False alarms were fairly frequent, but survey respondents thought of them as a routine part of the job instead of a hassle or inconvenience. As one individual described it, a false alarm was far superior to finding “a cold body.”

All respondents stated false alarms in no way decreased their response time or the seriousness of their reaction. They also appreciated how the alarm would reset if movement occurred, often indicating a false positive, although even a reset didn’t slow response time.

Concern for Unintended Consequences

Although not a specific issue raised by interviewers, the subject of unintended consequences was introduced by multiple personnel surveyed.

The most common concern cited was displacement. Respondents were concerned individuals would seek out more remote locations away as injection sites. Instead of bathrooms, they might inject in abandoned buildings, underpasses, and other locations where they’ll become hard to find.

Another concern is a reluctance for security patrols to walk too far from anti-motion bathrooms. An understandable notion of staying with a reasonable running distance of the bathrooms could potentially inhibit their movement across the broader campus.   

Comparisons to Other Anti-Drug Measures in Public Bathrooms

Many other anti-drug measures have been implemented in bathrooms across the United States, such as:

  • Removing doors on stalls
  • Installing blue lighting, which makes finding a vein difficult
  • Prohibiting bathroom access to the public

One of the main recognized benefits of the anti-motion system is that it allows privacy while still allowing for a fast response in a medical emergency.

Conclusions

Studies show anti-motion alarm systems are an effective tool in the ongoing efforts to curb drug overdoses, including the rise of fentanyl-related overdoses.
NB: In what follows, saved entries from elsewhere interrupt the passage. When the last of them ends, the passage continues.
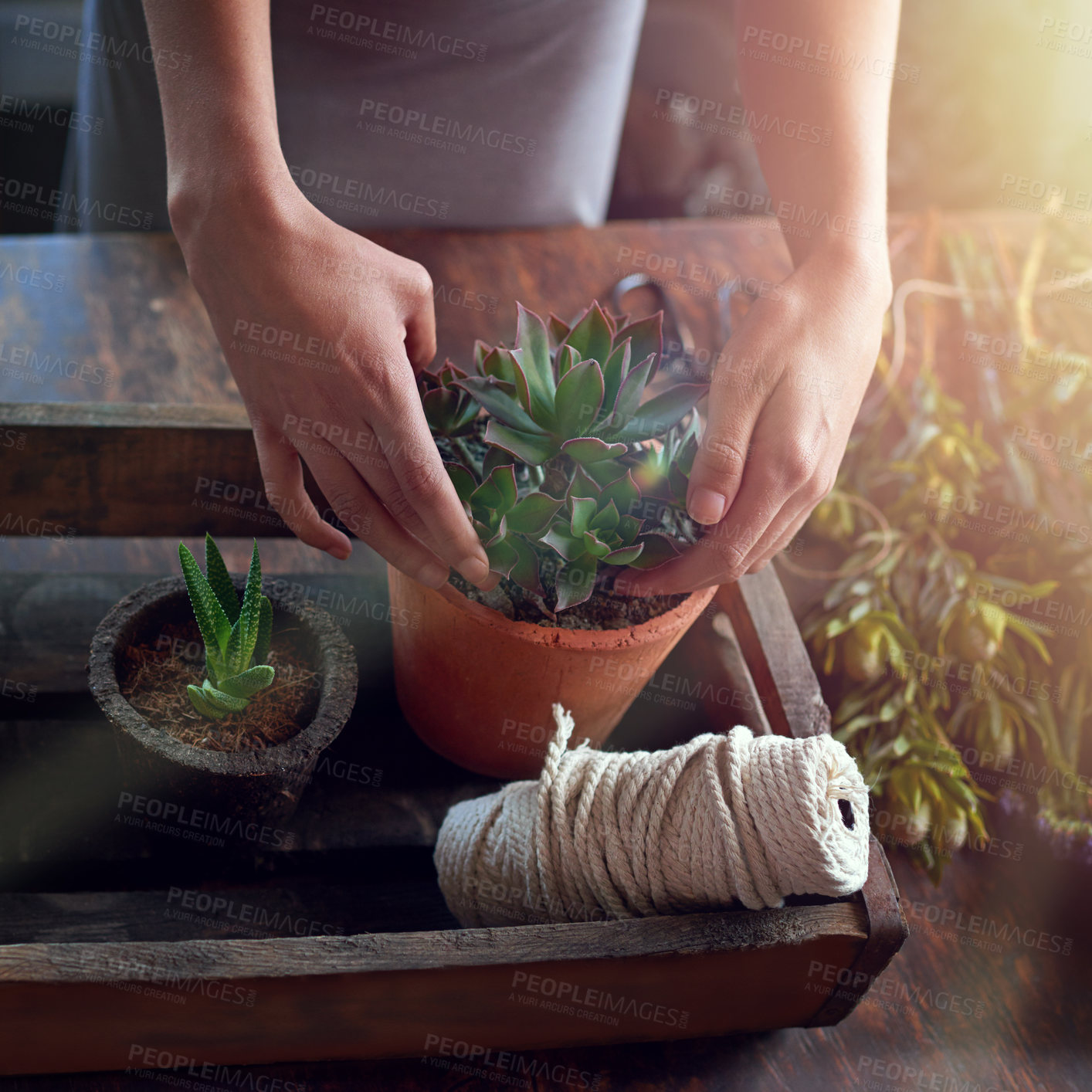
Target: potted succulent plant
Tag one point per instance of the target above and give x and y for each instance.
(221, 704)
(570, 476)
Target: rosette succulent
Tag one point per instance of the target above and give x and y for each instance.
(575, 472)
(236, 635)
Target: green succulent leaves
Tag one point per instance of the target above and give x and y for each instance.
(579, 460)
(236, 635)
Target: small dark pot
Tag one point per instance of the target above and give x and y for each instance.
(239, 796)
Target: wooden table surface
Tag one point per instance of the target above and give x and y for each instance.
(991, 991)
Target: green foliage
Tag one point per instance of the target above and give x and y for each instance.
(236, 635)
(935, 639)
(577, 460)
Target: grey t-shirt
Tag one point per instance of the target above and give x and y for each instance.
(419, 114)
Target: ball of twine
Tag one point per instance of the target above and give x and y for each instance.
(720, 820)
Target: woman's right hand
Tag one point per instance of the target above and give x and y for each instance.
(343, 326)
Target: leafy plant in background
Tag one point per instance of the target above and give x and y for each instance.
(236, 635)
(570, 471)
(922, 638)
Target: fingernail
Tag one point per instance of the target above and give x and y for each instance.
(432, 575)
(474, 569)
(707, 506)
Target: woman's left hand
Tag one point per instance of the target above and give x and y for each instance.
(783, 398)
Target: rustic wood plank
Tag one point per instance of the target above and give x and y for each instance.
(400, 951)
(775, 656)
(669, 995)
(887, 931)
(127, 470)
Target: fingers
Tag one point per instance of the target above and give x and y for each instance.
(717, 472)
(781, 531)
(422, 485)
(780, 486)
(283, 476)
(358, 507)
(419, 319)
(783, 542)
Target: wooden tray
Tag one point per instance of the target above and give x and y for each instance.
(119, 942)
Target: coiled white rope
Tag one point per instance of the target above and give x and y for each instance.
(714, 822)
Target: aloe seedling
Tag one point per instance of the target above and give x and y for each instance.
(236, 636)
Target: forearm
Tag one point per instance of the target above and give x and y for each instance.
(830, 195)
(219, 111)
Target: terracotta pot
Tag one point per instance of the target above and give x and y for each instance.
(244, 795)
(479, 687)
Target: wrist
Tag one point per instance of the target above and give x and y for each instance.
(225, 187)
(860, 264)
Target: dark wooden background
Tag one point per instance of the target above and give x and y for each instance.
(947, 1015)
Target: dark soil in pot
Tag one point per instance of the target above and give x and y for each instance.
(602, 609)
(201, 794)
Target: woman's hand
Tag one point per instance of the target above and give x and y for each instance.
(324, 331)
(783, 398)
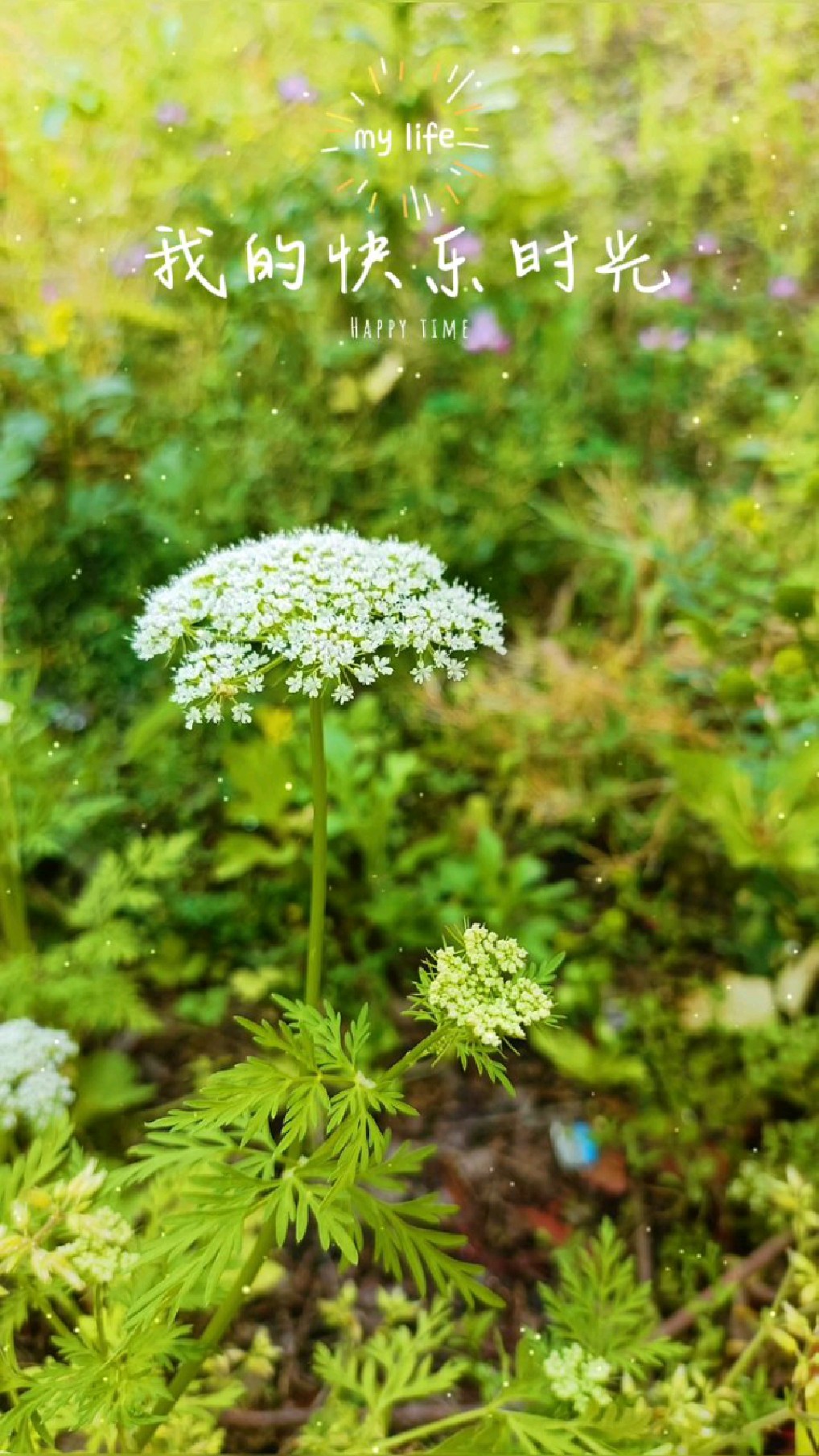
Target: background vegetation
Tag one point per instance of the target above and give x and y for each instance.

A significant component of their effectiveness is due to how trained public safety personnel have embraced them.

With nearly unanimous agreement, personnel find the system’s ability to save lives far outweighs any disruptions caused by false alarms. Additionally, while confident in their training regarding administering first aid to an overdosing individual, public safety personnel frequently expressed frustration at the frequency with which overdoses occurred.